In short
- A Stanford researcher has created a Survivor-style game where AI models form alliances and vote on the contestants.
- Benchmark aims to address the growing challenges of overcrowded and corrupted AI analytics.
- OpenAI’s GPT-5.5 was the first of 999 multiplayer games to include 49 types of AI.
AI models are now playing “Survivor” – kind of.
In a new Stanford study called “Agent Island,” AI agents negotiate contracts, accuse each other of secret deals, manipulate votes, and eliminate opponents in multiplayer games that attempt to test behaviors that traditional codes miss.
Research, printed On Tuesday, the director of research at the Stanford Digital Economy Lab, Connacher Murphy, said that many AI benchmarks are becoming unreliable as models learn to solve them, and benchmark data is often included in studies. Murphy created Agent Island as a benchmark for real change AI assistants compete against each other in an elimination game like Survivor instead of answering static questions.

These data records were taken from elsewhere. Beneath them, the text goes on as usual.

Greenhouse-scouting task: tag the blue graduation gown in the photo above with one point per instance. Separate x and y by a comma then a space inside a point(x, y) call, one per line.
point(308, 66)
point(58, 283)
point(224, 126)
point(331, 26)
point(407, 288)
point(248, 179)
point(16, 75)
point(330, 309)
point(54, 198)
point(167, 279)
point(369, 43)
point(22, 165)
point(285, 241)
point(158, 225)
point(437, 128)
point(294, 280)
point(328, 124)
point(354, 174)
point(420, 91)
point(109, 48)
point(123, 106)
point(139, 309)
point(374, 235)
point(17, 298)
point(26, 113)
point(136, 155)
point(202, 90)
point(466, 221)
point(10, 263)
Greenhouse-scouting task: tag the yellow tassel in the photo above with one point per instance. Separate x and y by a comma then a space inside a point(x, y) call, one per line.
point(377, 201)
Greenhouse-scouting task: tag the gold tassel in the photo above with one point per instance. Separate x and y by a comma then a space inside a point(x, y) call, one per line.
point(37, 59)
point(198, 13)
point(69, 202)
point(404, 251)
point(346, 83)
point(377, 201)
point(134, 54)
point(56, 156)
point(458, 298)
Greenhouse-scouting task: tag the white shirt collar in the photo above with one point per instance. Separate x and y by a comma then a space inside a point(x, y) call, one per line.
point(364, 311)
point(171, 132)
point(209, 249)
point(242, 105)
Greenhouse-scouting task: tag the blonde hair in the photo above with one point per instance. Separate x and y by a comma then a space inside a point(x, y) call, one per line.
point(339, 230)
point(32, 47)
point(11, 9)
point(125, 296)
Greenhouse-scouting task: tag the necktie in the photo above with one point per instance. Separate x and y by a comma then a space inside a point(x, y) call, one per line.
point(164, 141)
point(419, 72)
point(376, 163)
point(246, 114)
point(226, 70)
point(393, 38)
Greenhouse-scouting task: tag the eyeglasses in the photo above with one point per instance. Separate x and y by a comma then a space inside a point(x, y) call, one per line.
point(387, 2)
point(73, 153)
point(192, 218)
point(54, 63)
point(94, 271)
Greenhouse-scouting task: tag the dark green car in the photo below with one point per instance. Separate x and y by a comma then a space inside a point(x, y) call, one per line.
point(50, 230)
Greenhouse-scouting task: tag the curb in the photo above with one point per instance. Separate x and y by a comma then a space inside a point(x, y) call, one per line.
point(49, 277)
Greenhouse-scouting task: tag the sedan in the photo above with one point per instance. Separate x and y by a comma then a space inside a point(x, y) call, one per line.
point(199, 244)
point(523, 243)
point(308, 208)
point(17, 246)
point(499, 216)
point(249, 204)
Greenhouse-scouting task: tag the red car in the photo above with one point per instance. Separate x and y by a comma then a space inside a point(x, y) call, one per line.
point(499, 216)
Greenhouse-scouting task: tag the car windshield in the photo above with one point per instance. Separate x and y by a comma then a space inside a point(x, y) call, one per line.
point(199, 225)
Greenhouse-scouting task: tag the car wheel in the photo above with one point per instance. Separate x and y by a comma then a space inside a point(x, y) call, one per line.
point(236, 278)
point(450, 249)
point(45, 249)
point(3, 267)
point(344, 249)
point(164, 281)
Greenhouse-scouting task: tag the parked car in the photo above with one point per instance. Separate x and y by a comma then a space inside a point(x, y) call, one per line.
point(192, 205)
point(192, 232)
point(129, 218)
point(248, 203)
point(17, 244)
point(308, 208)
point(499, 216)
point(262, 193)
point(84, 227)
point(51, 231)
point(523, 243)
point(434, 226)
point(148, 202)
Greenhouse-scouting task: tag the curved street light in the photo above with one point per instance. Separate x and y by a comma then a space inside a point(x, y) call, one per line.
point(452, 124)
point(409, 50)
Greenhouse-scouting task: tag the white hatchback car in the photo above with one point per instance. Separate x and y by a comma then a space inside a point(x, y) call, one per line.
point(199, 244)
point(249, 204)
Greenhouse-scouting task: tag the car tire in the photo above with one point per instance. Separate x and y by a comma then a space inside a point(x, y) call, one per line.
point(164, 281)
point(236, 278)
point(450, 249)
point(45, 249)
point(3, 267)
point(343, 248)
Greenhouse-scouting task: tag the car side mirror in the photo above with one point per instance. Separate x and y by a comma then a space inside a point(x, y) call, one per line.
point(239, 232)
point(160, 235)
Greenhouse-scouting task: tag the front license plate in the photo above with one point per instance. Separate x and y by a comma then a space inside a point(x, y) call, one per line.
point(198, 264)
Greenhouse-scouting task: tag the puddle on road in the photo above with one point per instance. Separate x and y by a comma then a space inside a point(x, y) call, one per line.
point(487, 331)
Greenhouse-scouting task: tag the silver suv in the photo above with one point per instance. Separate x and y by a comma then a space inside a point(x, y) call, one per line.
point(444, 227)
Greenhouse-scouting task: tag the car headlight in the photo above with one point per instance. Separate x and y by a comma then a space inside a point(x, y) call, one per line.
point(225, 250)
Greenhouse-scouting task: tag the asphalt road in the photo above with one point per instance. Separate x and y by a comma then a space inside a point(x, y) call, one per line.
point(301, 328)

“Large-scale, multi-agent interactions may become commonplace as AI agents become more resourceful and empowered to make decisions,” Murphy said. “In such cases, agents may pursue mutually exclusive goals.”
Researchers still know little about how AIs work together, Murphy explained, adding that they compete, form alliances, or resolve conflicts with other autonomous agents, and he says static benchmarks fail to capture that power.
Each game starts with seven randomly selected AI models given fake player names. Over five rounds, contestants talk privately, debate publicly, and vote for each other. Players who are eliminated later return to help decide the winner.
This type rewards persuasion, coordination, reputation management, and strategic manipulation along with creative thinking skills.
In 999 simulation games involving 49 types of AI, including ChatGPT, Grok, Gemini, and Claude, GPT-5.5 took first place by a wide margin with a skill score of 5.64, compared to 3.10 for GPT-5.2 and 2.86 for GPT-5.3-codex, according to the Murphyian system. Claude Opus’ anthropic models are also very close.
The study found that brands also preferred AIs from the same company, with OpenAI brands showing a preference for the same contributors and Anthropic brands the weakest. Across more than 3,600 final votes, the sample was 8.3 percent likely to support the finalists from the same sponsor. The play’s content, Mr. Murphy said, is more like a political debate than a cultural experiment.
One artist accused the contestants of secretly coordinating votes after seeing words similar to their own. Someone warned players not to get carried away by tracking alliances. Some artists have defended themselves by saying that they follow clear and consistent rules while accusing others of dressing for “theatrics”.
The research comes as AI researchers are moving toward game-based benchmarks and challengers to measure concepts and behaviors that static tests often miss. Recent projects include Google AI chess games, DeepMind’s work for Eve Frontier learning AI systems in complex environments, and new OpenAI experiments designed to resist learning contamination.
The researchers say that studying how AI models communicate, collaborate, compete, and adapt to each other can help researchers analyze behavior in multi-agent environments before they are deployed more widely.
The study cautioned that while benchmarks like Agent Island can help identify threats from autonomous AI models before they are deployed, the same benchmarks and communication logs can also help improve communication strategies and communication between AI agents.
“We reduce this risk by using low-level games and intermediate simulations
without human participants or real-world events,” Murphy wrote.
Daily Debrief A letter
Start each day with top stories right here, including originals, podcasts, videos and more.